Les caractères de la folie que l’amour fait naître varient beaucoup entre eux.
L’Arioste.
(Roland furieux, chant XXIV.)


Une rumeur, quelques jours plus tard, circulait boulevard de Clichy et stationnait plus particulièrement dans les tavernes Cocardasse et Raff. Échalote avait remplacé l’honorable M. Plusch par un jeune gentleman qui la couvrait de bijoux, la promenait en fiacre-auto et lui commandait des robes, non plus chez les marchandes à la toilette de la rue de Provence, mais chez les plus réputés faiseurs.

M. Schameusse, qui, le premier, avait découvert cette intrigue, y trouvait matière à froisser son amour-propre. Sans se contenter de tromper un client ami comme M. Plusch, Échalote exagérait le cynisme en versant aux couturiers le produit de sa trahison. Elle eût pu, avant de préciser ses commandes, s’assurer s’il n’avait rien d’assez élégant et d’assez confortable pour elle en sa boutique. Justement il venait d’acheter la garde-robe d’une demi-mondaine huppée mais nabote ; la naine Échalote eût fait des affaires d’or en s’adressant à lui. Mais non, elle voulait, à son tour, sacrifier aux exigences du snobisme et solder des factures abracadabrantes. « Sotte, triple buse ! » avait formulé M. Schameusse, en même temps que s’agrandissait en lui la blessure de l’amitié outragée.
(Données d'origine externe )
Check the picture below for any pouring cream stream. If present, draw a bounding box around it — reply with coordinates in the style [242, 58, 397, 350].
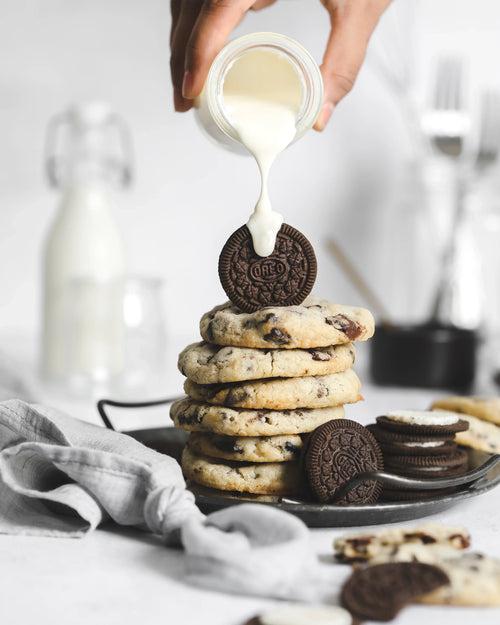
[223, 48, 303, 256]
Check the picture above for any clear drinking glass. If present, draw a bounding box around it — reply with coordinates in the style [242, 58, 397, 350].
[55, 276, 166, 397]
[118, 276, 167, 396]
C’était en allant au Casino de Clignancourt proposer à Échalote une robe de gommeuse qu’il avait tapé du nez dans les bois de M. Plusch. Un jeune homme y aidait Échalote à se voiler d’une chemise. Il avait pris la petite à part :

— Tu n’es pas folle de t’habiller devant un étranger ? Pour qui va-t-il te prendre ?

Elle avait plaqué sa patte de lièvre sur la bouche de M. Schameusse.

— Tête de pipe, c’est mon amant.

En vain avait-il essayé de la ramener à la raison, en vain avait-il tenté de lui faire entrevoir les suites de ses inconséquences.

— Et puis après, — avait objecté Échalote, — qui vous dit que je n’en ai pas encore un autre ?

— Petite malheureuse, tu ferais ça ?

— Et sans ta permission encore ! Parfaitement, j’ai un joli gosse que j’aime et j’ai cette truffe-là qui m’entretient. D’ailleurs, il faut que je vous présente : « Monsieur Schameusse, propriétaire des grands magasins de La Royale Confiance, — avait-elle annoncé au jeune inconnu ; puis, désignant ce dernier : — « Monsieur Adhémar Dutal, mon fiancé. »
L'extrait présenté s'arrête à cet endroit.